U.S. House of Representatives seal | Image by DCStockPhotography

The House of Representatives moved to authorize an aid package for Israel as the Biden administration faces mounting pressure to call on Israel to halt its bombardment of Gaza.

On Thursday, the House approved $14.5 billion in military aid for Israel. Recently elected House Speaker Mike Johnson (R-LA), while touting the aid package that he backed, took a hawkish position against what he claimed were unnecessary calls for a cessation of hostilities.

“And now, as Israel begins its next phase of its war, it’s been kind of disturbing to us. I’ve heard Democrats suggest there needs to be a ceasefire. Let me be clear. There was a ceasefire. It was before October 7th, and Hamas broke it. … Israel doesn’t need a ceasefire. It needs its allies to cease with the politics and deliver support now. And that’s what we’re doing,” Johnson said.

The aid package, Johnson said, “provides Israel the aid it needs to defend itself, free its hostages, and eradicate Hamas, which is a mission that must be accomplished.”

As previously reported by The Dallas Express, war broke out between Israel and Hamas in Gaza after the latter launched terrorist attacks in southern Israel, killing more than 1,400 Israelis and foreign nationals, the overwhelming majority of whom were civilians. Hamas fighters also abducted more than 200 people and transported them to the Gaza Strip.

But even as House Republicans publicly rejected any call for a ceasefire, the Associated Press is reporting that the Biden administration has been pushing Israel for at least a “humanitarian pause” in the bombardment and widening ground assault on Gaza so that aid groups could get medicine and fuel to the civilians caught in the narrow strip of land that is now a warzone. About 1.5 million Gazans have been displaced from their homes, and UN officials in Gaza say that the average person there is surviving on two pieces of bread a day, and water is increasingly scarce.

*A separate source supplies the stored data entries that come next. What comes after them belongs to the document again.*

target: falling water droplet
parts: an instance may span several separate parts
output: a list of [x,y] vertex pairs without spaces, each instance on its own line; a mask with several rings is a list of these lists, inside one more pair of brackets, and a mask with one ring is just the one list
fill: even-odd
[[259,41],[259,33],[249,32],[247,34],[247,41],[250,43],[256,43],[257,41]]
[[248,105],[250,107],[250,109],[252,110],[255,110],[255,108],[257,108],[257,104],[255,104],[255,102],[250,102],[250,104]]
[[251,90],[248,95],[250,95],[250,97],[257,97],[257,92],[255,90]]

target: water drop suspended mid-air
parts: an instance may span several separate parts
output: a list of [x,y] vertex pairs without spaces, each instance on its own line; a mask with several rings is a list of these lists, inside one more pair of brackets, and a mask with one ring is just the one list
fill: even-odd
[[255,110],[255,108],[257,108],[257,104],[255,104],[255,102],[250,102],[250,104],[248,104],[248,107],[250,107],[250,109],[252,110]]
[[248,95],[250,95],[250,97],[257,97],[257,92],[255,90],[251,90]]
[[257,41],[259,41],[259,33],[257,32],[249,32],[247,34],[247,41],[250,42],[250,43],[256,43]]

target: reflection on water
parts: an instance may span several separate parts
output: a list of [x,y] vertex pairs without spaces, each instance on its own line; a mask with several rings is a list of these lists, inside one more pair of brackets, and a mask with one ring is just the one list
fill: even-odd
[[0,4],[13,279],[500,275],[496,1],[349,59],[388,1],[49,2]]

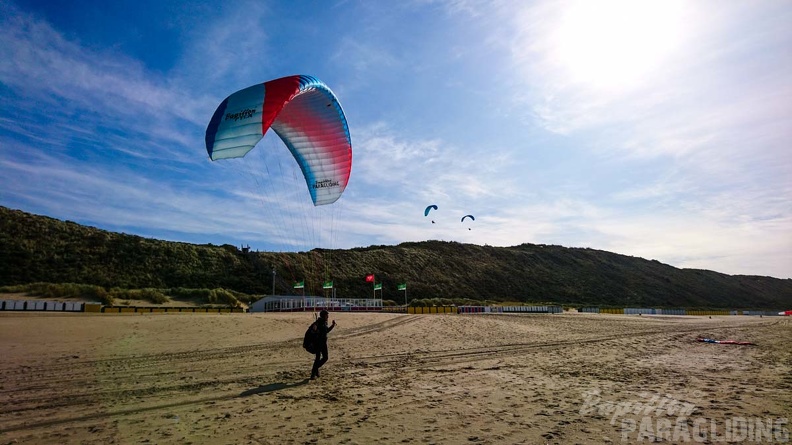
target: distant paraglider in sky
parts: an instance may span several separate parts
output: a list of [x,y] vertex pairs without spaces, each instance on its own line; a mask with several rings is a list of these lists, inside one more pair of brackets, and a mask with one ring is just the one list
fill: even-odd
[[[427,206],[426,209],[424,209],[424,216],[429,216],[429,212],[431,212],[432,210],[437,210],[437,206],[434,204]],[[432,220],[432,224],[434,223],[435,223],[434,220]]]
[[352,170],[352,142],[330,88],[315,77],[288,76],[231,94],[206,128],[206,151],[213,161],[243,157],[270,128],[299,164],[314,205],[338,200]]
[[[475,221],[476,220],[476,218],[473,215],[465,215],[465,216],[462,217],[460,222],[465,222],[465,218],[470,218],[471,221]],[[470,230],[470,227],[468,227],[468,230]]]

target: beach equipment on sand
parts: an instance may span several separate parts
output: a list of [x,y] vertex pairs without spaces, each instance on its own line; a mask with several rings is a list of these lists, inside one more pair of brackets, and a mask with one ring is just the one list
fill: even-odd
[[756,346],[756,343],[751,343],[749,341],[735,341],[735,340],[713,340],[711,338],[702,338],[699,337],[696,341],[700,341],[703,343],[716,343],[719,345],[742,345],[742,346]]

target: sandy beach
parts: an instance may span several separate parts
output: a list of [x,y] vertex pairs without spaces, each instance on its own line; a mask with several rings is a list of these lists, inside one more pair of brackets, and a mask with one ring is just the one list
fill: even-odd
[[330,318],[309,381],[311,313],[2,313],[0,443],[790,440],[789,317]]

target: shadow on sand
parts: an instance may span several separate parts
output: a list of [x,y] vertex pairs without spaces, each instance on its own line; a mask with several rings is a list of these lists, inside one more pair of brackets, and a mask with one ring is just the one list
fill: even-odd
[[242,392],[242,394],[240,394],[239,397],[248,397],[248,396],[254,396],[256,394],[266,394],[273,391],[280,391],[282,389],[287,389],[287,388],[295,388],[297,386],[305,385],[306,383],[308,383],[308,379],[294,383],[283,383],[283,382],[270,383],[269,385],[248,389],[247,391]]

According to the AP, the need for a break in the fighting was relayed by U.S. Secretary of State Antony Blinken, who met with Israeli Prime Minister Benjamin Netanyahu on his third trip to Israel since the war began. However, Netanyahu so far remains unconvinced, insisting that his military was “going … full steam ahead” until the 240 or so hostages held by Hamas are freed.

President Joe Biden said on Wednesday that he thinks there needs to be “a pause” in the fighting after a protester demanded he call for a ceasefire during a campaign event in Minneapolis. Biden added, “A pause means give time to get the prisoners out.”

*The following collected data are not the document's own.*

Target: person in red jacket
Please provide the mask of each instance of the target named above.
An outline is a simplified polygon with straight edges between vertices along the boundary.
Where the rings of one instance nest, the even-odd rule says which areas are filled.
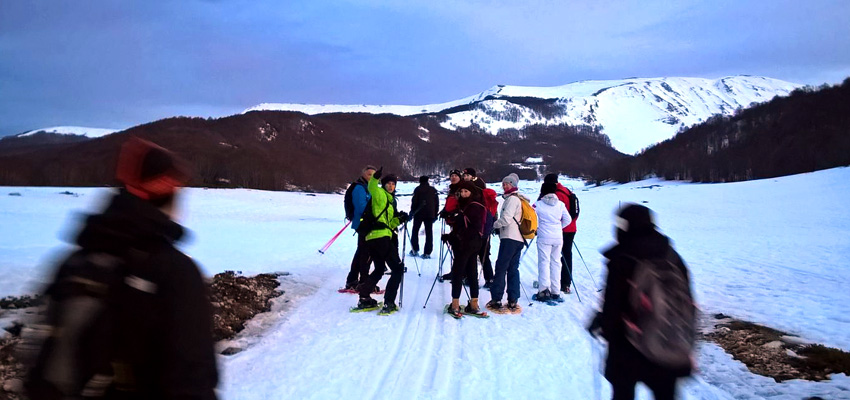
[[[555,193],[558,200],[564,203],[573,221],[563,230],[564,247],[561,248],[561,255],[564,256],[564,262],[561,266],[561,291],[570,293],[570,283],[573,276],[573,240],[576,237],[576,221],[578,215],[575,215],[575,210],[570,209],[570,195],[572,192],[558,182],[558,174],[547,174],[543,178],[543,185],[540,188],[540,198],[549,194]],[[538,198],[538,200],[540,199]]]
[[[464,278],[469,285],[469,304],[466,313],[479,314],[478,305],[478,253],[484,242],[484,219],[487,208],[482,204],[481,192],[475,184],[464,181],[459,184],[458,209],[454,211],[455,226],[450,235],[455,257],[452,264],[452,302],[448,312],[461,316],[460,294]]]
[[[446,220],[446,225],[448,225],[450,229],[453,229],[455,223],[455,220],[451,217],[451,215],[457,211],[458,188],[460,187],[460,182],[462,180],[461,175],[461,172],[456,169],[449,172],[449,194],[446,196],[446,205],[443,207],[443,211],[440,211],[440,218]],[[444,237],[441,237],[440,240],[446,242],[446,237],[448,237],[447,235],[449,234],[444,234]],[[442,279],[443,281],[451,280],[451,271],[444,274]]]

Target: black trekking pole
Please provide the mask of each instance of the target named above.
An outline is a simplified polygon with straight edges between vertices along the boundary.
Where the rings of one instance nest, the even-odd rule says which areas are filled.
[[[444,257],[448,257],[448,255],[449,255],[449,249],[446,248],[446,255]],[[445,258],[443,258],[443,259],[445,260]],[[434,283],[431,284],[431,290],[428,291],[428,297],[425,298],[425,304],[422,306],[422,308],[425,308],[428,305],[428,300],[431,299],[431,293],[434,292],[434,286],[437,285],[437,280],[440,279],[440,277],[442,277],[442,275],[441,275],[442,270],[443,270],[443,263],[440,262],[440,270],[437,271],[437,276],[434,277]]]
[[[407,222],[404,223],[404,233],[405,233],[405,239],[407,239],[407,241],[411,242],[410,246],[413,246],[413,242],[410,239],[411,233],[407,231]],[[416,266],[416,274],[419,275],[419,276],[422,276],[422,271],[419,270],[419,262],[416,261],[416,257],[413,258],[413,265]]]
[[[578,249],[578,245],[576,244],[576,242],[573,242],[573,246],[576,248],[576,251],[578,252],[578,256],[579,256],[579,258],[581,258],[582,264],[584,264],[584,269],[587,270],[587,274],[590,275],[590,280],[593,281],[593,287],[596,289],[596,293],[601,292],[602,289],[600,289],[599,285],[596,284],[596,279],[593,279],[593,274],[590,273],[590,268],[588,268],[587,263],[584,262],[584,257],[582,257],[581,250]]]
[[[531,241],[528,242],[528,246],[525,247],[525,251],[519,257],[520,265],[522,265],[522,259],[525,257],[525,254],[528,253],[528,249],[531,248],[531,244],[534,243],[534,239],[536,239],[536,237],[532,238]],[[522,284],[522,279],[520,279],[520,281],[519,281],[519,287],[521,287],[522,292],[525,293],[525,299],[528,300],[528,306],[529,307],[533,306],[534,303],[531,302],[531,298],[528,296],[528,292],[525,290],[525,285]]]
[[[561,256],[561,268],[567,269],[567,274],[570,275],[570,282],[573,283],[573,289],[575,289],[575,291],[576,291],[576,297],[578,298],[578,302],[581,303],[581,296],[579,296],[579,294],[578,294],[578,286],[576,286],[576,281],[575,281],[575,279],[573,279],[573,271],[570,271],[570,269],[567,268],[567,259],[564,258],[563,255]]]

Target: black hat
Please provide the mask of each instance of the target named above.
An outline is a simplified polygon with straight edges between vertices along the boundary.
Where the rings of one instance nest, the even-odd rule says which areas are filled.
[[[540,197],[543,197],[543,196],[545,196],[549,193],[557,193],[557,192],[558,192],[558,186],[556,186],[554,183],[544,182],[542,185],[540,185]]]
[[[626,233],[655,230],[653,212],[640,204],[626,204],[617,213],[617,228]]]
[[[393,174],[387,174],[381,178],[381,185],[386,185],[387,182],[398,183],[398,178]]]
[[[463,174],[475,176],[475,170],[472,168],[466,168],[463,170]]]
[[[543,183],[558,183],[558,174],[546,174]]]
[[[453,169],[451,172],[449,172],[449,176],[452,176],[452,175],[457,175],[457,177],[460,178],[461,175],[463,175],[463,172],[460,172],[459,169]]]
[[[428,179],[430,179],[428,175],[422,175],[419,177],[419,183],[422,185],[426,185],[428,184]]]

“I’m the guy that convinced [Netanyahu] to call for a ceasefire to let the prisoners out. I’m the guy that talked to [Egyptian President Abdel Fattah el-Sissi] to convince him to open the door,” Biden added, alluding to the humanitarian aid that entered Gaza through the border with Egypt on Thursday, CBS News Texas reported.

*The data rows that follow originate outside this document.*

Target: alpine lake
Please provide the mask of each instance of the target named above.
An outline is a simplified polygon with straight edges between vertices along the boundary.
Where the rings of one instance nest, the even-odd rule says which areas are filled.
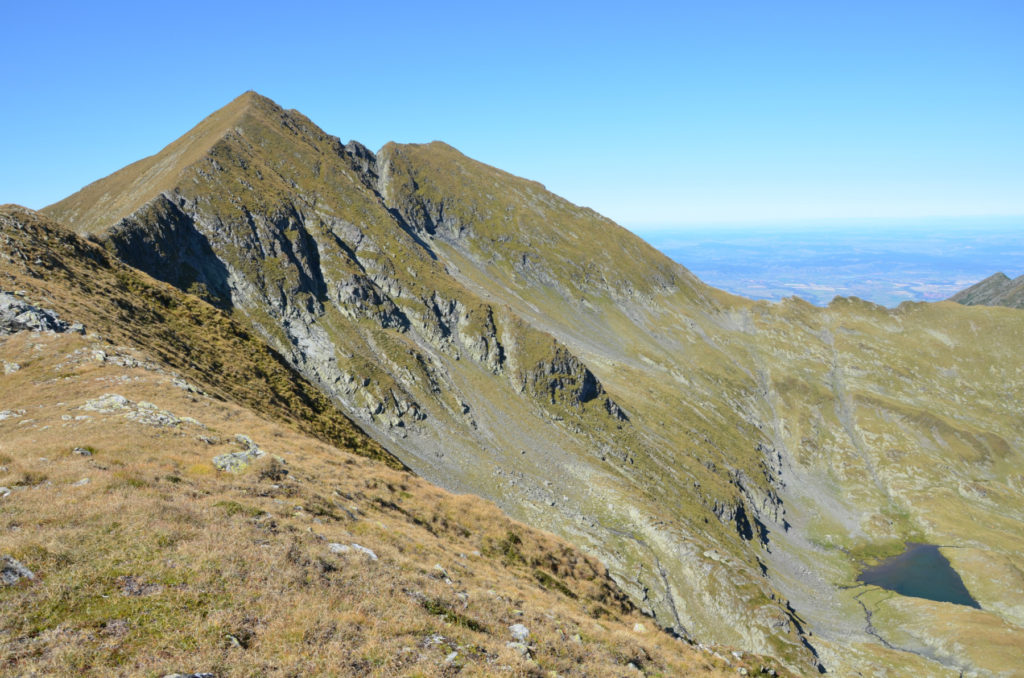
[[[901,596],[981,609],[960,575],[934,544],[910,542],[903,553],[865,568],[857,580]]]

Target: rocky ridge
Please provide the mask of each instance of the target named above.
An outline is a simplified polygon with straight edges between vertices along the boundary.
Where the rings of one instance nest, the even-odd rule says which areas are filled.
[[[1024,308],[1024,275],[1011,280],[1005,273],[995,273],[949,298],[966,306],[1009,306]]]

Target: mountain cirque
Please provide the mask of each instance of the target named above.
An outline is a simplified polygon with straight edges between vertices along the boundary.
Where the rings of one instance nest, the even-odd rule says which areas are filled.
[[[437,142],[342,144],[253,93],[44,212],[681,637],[798,672],[1021,664],[1018,311],[733,297],[540,184]],[[52,306],[88,327],[76,304]],[[159,346],[191,368],[180,340]],[[856,584],[906,541],[942,546],[982,609]]]

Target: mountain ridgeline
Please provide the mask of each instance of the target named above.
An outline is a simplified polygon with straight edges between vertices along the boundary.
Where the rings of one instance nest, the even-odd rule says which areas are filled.
[[[1008,306],[1024,308],[1024,275],[1010,279],[995,273],[949,298],[966,306]]]
[[[1019,311],[734,297],[536,182],[343,144],[254,93],[44,213],[680,636],[844,675],[1019,660]],[[857,585],[907,541],[945,547],[981,609]]]

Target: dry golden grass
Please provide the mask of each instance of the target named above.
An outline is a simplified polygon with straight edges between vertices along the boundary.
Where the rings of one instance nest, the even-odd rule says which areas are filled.
[[[481,499],[180,388],[148,356],[19,333],[0,339],[0,357],[22,366],[0,376],[2,409],[24,410],[0,421],[0,485],[13,490],[0,499],[0,554],[37,576],[0,589],[0,673],[725,676],[770,665],[719,650],[729,666],[660,632],[599,563]],[[81,409],[106,393],[199,423]],[[215,470],[239,433],[267,456]],[[528,657],[507,646],[516,623],[530,630]]]

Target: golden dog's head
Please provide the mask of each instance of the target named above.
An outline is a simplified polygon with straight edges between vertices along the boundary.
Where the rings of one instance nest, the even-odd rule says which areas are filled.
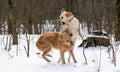
[[[60,38],[59,41],[61,42],[61,44],[64,44],[66,46],[71,46],[74,45],[73,41],[71,40],[72,35],[70,33],[63,33]]]
[[[72,17],[73,14],[71,12],[66,12],[64,8],[61,9],[61,14],[59,16],[59,20],[61,23],[65,24],[66,22],[69,22]]]

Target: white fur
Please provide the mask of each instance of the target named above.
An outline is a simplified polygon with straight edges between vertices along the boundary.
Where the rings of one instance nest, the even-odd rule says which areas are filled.
[[[62,31],[64,31],[65,29],[68,29],[68,31],[70,33],[72,33],[72,41],[75,42],[77,37],[79,36],[79,31],[80,31],[80,36],[82,36],[83,39],[86,38],[86,35],[84,34],[81,25],[79,25],[79,20],[77,18],[75,18],[73,15],[71,15],[70,17],[66,17],[66,11],[63,11],[60,14],[60,22],[64,22],[65,23],[65,27],[63,28]],[[69,20],[71,19],[71,17],[73,17],[73,19],[69,22]],[[62,33],[61,31],[61,33]]]

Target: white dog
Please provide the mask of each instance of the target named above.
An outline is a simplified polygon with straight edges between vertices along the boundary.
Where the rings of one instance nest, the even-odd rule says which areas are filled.
[[[79,20],[73,16],[71,12],[66,12],[64,8],[61,9],[59,16],[60,22],[65,25],[61,33],[69,32],[72,34],[72,41],[75,43],[77,37],[80,35],[83,39],[86,38]]]

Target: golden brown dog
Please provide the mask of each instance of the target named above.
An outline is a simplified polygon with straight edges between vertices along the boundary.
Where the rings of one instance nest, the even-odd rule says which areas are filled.
[[[72,33],[72,41],[75,42],[77,37],[80,35],[82,38],[86,38],[79,20],[73,16],[71,12],[67,12],[64,8],[61,9],[61,14],[59,16],[60,22],[65,25],[61,34],[63,32]]]
[[[47,34],[43,34],[36,42],[36,46],[43,52],[42,57],[48,62],[50,62],[50,60],[46,56],[51,57],[48,53],[52,48],[60,50],[60,59],[58,62],[62,60],[62,63],[65,64],[64,53],[66,51],[69,51],[68,61],[70,61],[70,57],[72,56],[74,62],[77,62],[73,54],[74,47],[72,46],[70,33],[63,33],[60,35],[58,32],[49,32]]]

The House bill is headed to the Senate, where Senate Majority Leader Chuck Schumer (D-NY) has already said that the “stunningly unserious” proposal will not be passed by the upper chamber, Fox 4 KDFW reported. The House bill falls short of the $106 billion the Biden administration wanted approved to fund both Israel’s war and Ukraine’s war against Russia as well as confront other geostrategic foes like China.